The quantum computer is the poster-technology for the next generation of computing, mainly because the computational power of such a machine could far exceed that of conventional computers. For instance, a quantum computer could quickly determine all the factors of a 300-digit number – a feat that’s impossible even for all of the world’s supercomputers combined.
Such a capability isn’t just a number-crunching trick either: factoring is fundamental to cryptography – and governments handsomely support research that could keep their information safe.
Despite grant money and the work of corporate, university, and government research groups – at IBM, Hewlett Packard, and the National Institute of Standards and Technology (NIST), to name a few – quantum computing has remained primarily in the lab (see Harnessing Quantum Bits, March 2003). Recently, however, researchers at the University of Michigan have pushed quantum computing closer to the real world with the fabrication of a key component, an “ion trap,” on a common semiconductor chip. This ion trap is so important because it can host a quantum bit, or “qubit,” the most fundamental element in quantum computing. The advance suggests one way that the hardware for quantum computing could be mass-produced.
“We, along with a small handful of other research groups across the world, are working hard to see how far ion trap technology can be pushed,” says Christopher Monroe, professor of physics at the University of Michigan in Ann Arbor, and leader of the ion trap study, which was described in the December 11 issue of Nature
Ion-trap technology uses electric and magnetic fields to isolate a charged particle from its environment – a prerequisite for exploiting the temperamental quantum properties of electrons. Although ion traps are just one technology for building a quantum computer, they have the longest history – the first trap was built in Monroe’s lab in 1995 – and they’ve advanced the furthest.
All quantum computation exploits the quantum nature of an electron’s spin or a photon’s polarity. Quantum theory dictates that until these properties are actually observed, they are indeterminate: the spin of an electron, for instance, can be “up” or “down,” or a combination of the two.

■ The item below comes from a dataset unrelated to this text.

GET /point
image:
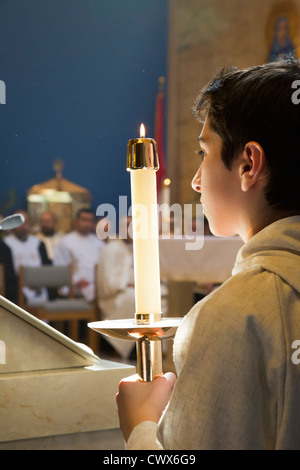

Therefore, in a quantum computer, an electron’s spin can represent a 1 and a 0 simultaneously, forming a qubit. Only when the electron’s spin is observed, nominally after a computation is complete, does a qubit correspond to a definitive value of 1 or 0. Because qubits compute with both values at once, the processing power of a quantum computer doubles with each additional qubit: two qubits can do the work of four conventional bits; three qubits, the work of eight, and so on.